Underlining philosopher Marshall McLuhan’s notion of technology as extensions of the human body, these images invoke the standardising protocols of industry, governance and biopolitics, examining how innovations and societal norms regulate and discipline bodies. Yet, they remain intentionally opaque, resisting the clarity these systems strive to impose. We could see them as expressions of social processes, as holders of knowledge, as demonstrations of biopolitical power, although never fully capturing a sense of absolute truth. They might raise the issue of who has the authority, or the actual ability to represent opinions or even themselves, of who wields the power to shape certain perspectives. Who trully controls their own image and has the autonomy to direct their own development, moving beyond the bounds of standardisation? In this way, each photograph becomes a site of tension, where the familiar is rendered strange, and the boundaries between the self and the other, the real and the represented, blur.
The exhibition also features one readymade, two altered objects and the video work ohne Titel (dreihundert Nägel) (2019). The video piece with its rapid succession of bent nails, reminiscent of the human form, captures the disintegration of standardisation. What was built to be absolutely normative, both in its form and in its utilitarianism, becomes an abstract image, made singularly unique by its distortions. These different elements, punctuating the space, underscore Steinbach’s reflections on materiality and objecthood. They reinforce the artist’s dialogue with the intricacy of contemporary visual and social systems and transform these banal objects into sites of ambiguity as well as contemplation.
Now, while Steinbach’s work is deeply analytically engaged, it always befriends a sense of idiosyncrasy. Though serious in its inquiries, the research is not without a mischievous core; this openness to levity enables an additional layer of complexity, inviting to navigate the tension between reflection and the whimsy, encouraging us to look beyond how an aesthetic can sometimes be read. Simultaneous Localization and Mapping creates a space where the extensions of our bodies through tools and devices extend the ambiguities of our identities and how we represent ourselves. This compels us to consider not just what we see, but how we see and how our ways of seeing are governed by the very technologies that promise to extend our reach. Engaging with Steinbach’s work means navigating the complexities of contemporary life, where conceptions, our notions of the self, are in constant flux, and the maps we use to chart our course are subject to endless reconfiguration.

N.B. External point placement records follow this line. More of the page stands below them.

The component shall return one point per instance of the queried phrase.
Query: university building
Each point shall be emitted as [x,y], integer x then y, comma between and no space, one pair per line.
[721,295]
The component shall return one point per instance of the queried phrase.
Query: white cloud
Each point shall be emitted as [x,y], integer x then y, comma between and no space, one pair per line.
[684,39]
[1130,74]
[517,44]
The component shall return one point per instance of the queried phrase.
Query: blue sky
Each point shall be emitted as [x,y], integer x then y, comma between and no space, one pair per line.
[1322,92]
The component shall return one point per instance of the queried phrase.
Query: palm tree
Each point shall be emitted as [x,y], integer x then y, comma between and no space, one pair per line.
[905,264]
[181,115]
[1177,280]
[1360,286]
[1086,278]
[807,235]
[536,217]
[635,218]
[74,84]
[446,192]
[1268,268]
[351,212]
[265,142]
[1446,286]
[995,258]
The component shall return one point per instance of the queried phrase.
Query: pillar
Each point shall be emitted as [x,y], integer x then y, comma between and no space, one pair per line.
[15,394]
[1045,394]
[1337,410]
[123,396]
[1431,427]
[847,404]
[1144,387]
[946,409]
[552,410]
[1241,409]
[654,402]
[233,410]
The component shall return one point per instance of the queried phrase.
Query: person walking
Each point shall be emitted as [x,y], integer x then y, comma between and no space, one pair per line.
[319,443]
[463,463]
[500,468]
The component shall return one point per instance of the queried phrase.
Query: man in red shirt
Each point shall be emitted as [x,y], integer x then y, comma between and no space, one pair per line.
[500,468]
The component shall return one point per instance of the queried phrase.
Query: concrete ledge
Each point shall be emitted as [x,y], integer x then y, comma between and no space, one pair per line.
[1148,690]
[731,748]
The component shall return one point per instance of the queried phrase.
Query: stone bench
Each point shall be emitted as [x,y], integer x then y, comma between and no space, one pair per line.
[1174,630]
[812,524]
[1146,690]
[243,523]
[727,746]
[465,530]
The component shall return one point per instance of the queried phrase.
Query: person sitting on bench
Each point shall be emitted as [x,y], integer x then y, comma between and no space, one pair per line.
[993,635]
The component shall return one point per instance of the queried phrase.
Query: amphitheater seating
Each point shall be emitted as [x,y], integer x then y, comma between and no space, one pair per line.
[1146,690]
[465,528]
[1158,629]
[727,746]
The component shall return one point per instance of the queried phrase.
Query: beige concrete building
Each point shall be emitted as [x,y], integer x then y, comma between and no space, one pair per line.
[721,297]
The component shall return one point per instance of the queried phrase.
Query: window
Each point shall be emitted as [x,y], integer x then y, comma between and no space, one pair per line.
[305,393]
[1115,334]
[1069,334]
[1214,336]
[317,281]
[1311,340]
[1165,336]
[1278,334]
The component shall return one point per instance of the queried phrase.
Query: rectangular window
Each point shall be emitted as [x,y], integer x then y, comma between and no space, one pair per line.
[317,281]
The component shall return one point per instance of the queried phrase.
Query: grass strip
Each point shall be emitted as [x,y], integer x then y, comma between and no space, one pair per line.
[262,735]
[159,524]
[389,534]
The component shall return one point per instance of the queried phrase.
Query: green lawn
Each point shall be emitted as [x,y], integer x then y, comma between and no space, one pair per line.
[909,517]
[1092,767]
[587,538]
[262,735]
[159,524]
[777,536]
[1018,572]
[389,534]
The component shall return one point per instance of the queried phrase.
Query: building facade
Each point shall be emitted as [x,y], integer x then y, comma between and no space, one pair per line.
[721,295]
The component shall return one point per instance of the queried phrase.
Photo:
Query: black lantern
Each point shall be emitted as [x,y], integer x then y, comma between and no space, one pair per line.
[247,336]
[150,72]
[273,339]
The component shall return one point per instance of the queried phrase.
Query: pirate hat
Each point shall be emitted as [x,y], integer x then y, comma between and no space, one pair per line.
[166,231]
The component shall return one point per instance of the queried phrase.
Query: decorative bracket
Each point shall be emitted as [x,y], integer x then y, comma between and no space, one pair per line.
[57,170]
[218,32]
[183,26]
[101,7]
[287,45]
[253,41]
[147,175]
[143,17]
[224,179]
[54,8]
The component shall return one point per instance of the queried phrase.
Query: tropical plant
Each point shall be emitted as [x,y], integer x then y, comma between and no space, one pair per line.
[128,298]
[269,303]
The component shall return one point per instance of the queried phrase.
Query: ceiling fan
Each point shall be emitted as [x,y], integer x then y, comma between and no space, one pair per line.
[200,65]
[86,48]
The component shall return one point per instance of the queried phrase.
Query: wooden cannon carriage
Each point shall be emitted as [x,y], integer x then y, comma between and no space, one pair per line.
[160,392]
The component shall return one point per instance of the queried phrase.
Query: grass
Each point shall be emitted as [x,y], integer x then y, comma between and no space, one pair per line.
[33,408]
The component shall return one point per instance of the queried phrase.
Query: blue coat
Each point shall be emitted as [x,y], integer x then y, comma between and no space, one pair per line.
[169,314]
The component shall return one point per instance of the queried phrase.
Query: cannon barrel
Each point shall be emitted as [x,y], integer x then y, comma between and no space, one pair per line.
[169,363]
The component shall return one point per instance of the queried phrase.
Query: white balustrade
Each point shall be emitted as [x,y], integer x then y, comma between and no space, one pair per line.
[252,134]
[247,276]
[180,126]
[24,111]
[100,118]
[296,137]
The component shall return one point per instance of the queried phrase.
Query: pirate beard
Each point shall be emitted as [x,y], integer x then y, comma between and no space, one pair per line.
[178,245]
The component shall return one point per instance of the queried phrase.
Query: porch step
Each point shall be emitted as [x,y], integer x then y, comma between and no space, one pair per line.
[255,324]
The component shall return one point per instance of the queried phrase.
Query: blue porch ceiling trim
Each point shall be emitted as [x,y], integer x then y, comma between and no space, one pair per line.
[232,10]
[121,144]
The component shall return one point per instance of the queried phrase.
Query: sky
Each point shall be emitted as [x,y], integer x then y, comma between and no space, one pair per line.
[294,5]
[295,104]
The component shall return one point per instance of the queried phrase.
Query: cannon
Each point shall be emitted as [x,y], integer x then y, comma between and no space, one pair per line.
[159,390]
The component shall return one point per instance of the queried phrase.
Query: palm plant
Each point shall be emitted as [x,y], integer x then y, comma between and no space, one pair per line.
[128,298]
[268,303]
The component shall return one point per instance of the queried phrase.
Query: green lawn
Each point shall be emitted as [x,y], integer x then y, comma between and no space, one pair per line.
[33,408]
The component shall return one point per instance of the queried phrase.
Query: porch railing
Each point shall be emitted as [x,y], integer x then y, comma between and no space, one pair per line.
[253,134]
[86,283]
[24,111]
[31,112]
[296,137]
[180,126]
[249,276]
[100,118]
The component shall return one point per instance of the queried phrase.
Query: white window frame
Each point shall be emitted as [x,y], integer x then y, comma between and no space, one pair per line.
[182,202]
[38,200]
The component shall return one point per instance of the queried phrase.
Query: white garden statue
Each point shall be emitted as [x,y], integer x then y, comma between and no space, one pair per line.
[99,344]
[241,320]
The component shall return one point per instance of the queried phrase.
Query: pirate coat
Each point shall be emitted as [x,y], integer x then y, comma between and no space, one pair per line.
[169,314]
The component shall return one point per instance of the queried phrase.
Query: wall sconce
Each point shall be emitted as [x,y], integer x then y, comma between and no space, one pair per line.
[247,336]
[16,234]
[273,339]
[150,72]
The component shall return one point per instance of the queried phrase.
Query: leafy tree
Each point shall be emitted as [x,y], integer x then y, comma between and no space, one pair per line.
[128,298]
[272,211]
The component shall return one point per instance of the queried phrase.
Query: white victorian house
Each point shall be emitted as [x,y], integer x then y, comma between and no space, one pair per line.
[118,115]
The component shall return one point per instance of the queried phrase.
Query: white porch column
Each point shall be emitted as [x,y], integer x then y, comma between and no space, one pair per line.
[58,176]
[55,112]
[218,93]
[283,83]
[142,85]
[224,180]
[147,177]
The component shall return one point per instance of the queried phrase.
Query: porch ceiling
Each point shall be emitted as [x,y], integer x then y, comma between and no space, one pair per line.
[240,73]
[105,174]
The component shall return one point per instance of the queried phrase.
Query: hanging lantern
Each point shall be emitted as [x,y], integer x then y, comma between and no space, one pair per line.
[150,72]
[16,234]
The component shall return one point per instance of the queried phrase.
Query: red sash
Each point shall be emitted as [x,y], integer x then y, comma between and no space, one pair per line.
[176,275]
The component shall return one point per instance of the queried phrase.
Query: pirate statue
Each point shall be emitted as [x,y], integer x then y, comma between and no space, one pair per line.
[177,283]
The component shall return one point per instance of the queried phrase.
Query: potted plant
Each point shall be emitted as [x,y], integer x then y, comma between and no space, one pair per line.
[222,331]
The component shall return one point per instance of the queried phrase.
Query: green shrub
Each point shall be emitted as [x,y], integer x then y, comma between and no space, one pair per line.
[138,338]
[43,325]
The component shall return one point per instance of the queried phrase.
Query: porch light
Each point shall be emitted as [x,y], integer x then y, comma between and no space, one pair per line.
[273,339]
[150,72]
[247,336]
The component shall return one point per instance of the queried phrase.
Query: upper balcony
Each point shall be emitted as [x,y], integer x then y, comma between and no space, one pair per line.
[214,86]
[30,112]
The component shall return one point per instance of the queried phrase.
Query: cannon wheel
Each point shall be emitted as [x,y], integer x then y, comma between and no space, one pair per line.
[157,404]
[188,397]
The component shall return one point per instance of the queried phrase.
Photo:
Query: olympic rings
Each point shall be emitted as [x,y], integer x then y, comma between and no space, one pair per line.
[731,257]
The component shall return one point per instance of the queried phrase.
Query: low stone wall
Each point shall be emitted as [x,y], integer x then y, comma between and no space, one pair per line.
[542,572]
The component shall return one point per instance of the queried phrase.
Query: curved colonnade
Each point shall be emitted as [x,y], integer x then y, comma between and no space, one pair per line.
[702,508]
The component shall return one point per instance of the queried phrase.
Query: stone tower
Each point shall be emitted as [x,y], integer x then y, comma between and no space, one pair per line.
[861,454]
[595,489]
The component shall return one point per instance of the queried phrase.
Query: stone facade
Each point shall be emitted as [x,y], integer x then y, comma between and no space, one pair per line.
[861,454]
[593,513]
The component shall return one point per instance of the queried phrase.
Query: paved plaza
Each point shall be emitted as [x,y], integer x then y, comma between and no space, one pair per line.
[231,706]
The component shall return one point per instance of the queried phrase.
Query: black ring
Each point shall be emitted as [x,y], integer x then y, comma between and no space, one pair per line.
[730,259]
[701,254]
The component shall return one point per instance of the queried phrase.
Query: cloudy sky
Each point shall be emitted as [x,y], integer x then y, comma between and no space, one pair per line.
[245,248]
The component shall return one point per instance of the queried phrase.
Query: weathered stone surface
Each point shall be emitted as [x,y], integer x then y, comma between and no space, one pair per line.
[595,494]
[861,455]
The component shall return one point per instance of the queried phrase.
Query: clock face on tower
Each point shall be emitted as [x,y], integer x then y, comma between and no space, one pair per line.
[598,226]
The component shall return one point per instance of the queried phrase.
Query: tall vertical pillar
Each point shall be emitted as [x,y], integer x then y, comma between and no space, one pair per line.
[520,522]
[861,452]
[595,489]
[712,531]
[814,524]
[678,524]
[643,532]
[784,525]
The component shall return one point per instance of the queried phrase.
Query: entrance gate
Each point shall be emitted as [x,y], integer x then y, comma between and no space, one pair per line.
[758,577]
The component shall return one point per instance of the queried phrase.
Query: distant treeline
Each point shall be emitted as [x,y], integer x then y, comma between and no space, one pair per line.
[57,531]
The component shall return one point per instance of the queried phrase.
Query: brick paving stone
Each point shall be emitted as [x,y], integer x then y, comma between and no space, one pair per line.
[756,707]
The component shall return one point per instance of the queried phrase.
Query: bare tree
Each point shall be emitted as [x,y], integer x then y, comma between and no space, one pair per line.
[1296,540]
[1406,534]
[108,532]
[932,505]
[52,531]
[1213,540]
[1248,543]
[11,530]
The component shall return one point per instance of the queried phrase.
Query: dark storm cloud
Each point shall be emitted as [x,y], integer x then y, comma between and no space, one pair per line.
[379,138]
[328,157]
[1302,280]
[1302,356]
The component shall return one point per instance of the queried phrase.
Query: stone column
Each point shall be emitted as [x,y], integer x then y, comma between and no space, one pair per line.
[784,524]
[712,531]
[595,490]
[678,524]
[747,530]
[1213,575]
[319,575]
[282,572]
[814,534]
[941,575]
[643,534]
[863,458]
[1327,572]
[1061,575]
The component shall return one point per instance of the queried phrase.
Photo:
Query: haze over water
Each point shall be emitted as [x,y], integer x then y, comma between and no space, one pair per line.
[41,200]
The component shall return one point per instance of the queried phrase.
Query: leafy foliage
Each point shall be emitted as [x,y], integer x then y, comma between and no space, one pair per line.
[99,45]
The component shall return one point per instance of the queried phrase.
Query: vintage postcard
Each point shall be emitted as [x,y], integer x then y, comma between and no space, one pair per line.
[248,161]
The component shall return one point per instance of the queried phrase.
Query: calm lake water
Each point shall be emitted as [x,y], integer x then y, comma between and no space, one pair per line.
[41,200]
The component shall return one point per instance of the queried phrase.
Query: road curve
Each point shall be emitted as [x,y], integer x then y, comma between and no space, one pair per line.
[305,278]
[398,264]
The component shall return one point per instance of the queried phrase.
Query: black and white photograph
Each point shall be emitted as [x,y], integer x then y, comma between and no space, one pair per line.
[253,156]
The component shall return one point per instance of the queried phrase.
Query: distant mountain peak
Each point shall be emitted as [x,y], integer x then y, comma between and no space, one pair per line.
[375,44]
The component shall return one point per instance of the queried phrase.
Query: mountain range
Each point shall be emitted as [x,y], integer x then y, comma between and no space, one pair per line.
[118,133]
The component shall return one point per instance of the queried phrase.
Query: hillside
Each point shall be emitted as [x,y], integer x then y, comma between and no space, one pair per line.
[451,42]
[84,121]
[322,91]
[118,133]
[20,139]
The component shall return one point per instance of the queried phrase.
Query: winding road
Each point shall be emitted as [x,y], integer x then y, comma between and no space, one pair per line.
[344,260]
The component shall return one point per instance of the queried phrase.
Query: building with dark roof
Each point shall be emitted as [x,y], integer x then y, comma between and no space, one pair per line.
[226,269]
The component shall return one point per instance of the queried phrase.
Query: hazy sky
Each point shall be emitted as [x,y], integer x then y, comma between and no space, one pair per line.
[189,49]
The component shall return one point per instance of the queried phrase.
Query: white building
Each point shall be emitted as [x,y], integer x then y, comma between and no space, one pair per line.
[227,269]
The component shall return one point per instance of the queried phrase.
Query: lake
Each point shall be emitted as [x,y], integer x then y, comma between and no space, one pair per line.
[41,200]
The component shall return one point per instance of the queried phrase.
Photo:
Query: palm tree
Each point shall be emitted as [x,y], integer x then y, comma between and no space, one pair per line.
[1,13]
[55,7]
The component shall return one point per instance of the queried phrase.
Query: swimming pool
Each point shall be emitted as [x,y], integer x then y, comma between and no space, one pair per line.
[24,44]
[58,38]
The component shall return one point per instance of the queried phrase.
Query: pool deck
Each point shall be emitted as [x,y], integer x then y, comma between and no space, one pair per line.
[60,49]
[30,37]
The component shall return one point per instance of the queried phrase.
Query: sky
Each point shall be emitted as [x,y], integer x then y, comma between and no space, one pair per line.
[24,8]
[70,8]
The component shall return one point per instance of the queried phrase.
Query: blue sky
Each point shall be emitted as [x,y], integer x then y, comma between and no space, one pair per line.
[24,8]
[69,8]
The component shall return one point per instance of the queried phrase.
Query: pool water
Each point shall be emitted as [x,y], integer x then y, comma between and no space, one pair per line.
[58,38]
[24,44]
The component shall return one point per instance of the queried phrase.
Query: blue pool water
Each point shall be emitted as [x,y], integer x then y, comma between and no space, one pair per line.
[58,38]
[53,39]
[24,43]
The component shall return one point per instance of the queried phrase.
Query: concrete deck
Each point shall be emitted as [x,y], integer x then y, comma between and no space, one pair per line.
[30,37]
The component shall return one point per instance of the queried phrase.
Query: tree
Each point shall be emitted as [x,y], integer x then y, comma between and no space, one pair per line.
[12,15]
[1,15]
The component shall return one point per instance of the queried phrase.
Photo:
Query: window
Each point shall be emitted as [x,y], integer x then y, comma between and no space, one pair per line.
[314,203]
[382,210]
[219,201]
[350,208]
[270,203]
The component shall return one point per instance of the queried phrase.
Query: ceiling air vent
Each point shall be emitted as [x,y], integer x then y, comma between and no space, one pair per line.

Inès-Gabrielle Tourlet Ordoñez
Andrzej Steinbach (b. 1983 in Czarnkow, Poland, lives in Berlin), earned his Meisterschűler in 2017 from the Academy of Visual Arts Leipzig under Prof. Heidi Specker, after completing a Diploma in Fine Arts at the same institution in 2013. His education also includes international experience, such as a period at the National Institute of Design in Ahmedabad, India. Steinbach is active in curatorial and collective practices, having co-directed the project space Briefing Room in Brussels from 2022 and participated in artist collectives like Eurogruppe and Galerie BRD. He has held numerous solo exhibitions, with recent highlights including “Verschont mein Haus, zündet andere an” at Kunsthalle Osnabrück (2022), and has also been featured in significant group exhibitions, such as “Planet Earth: 21st Century” at Folkwang Museum, Essen (2023), or “Being: New Photography 2018” at MoMA, New York. Andrzej Steinbach’s work belongs within several international institutions, including MoMA and Centre Pompidou Paris.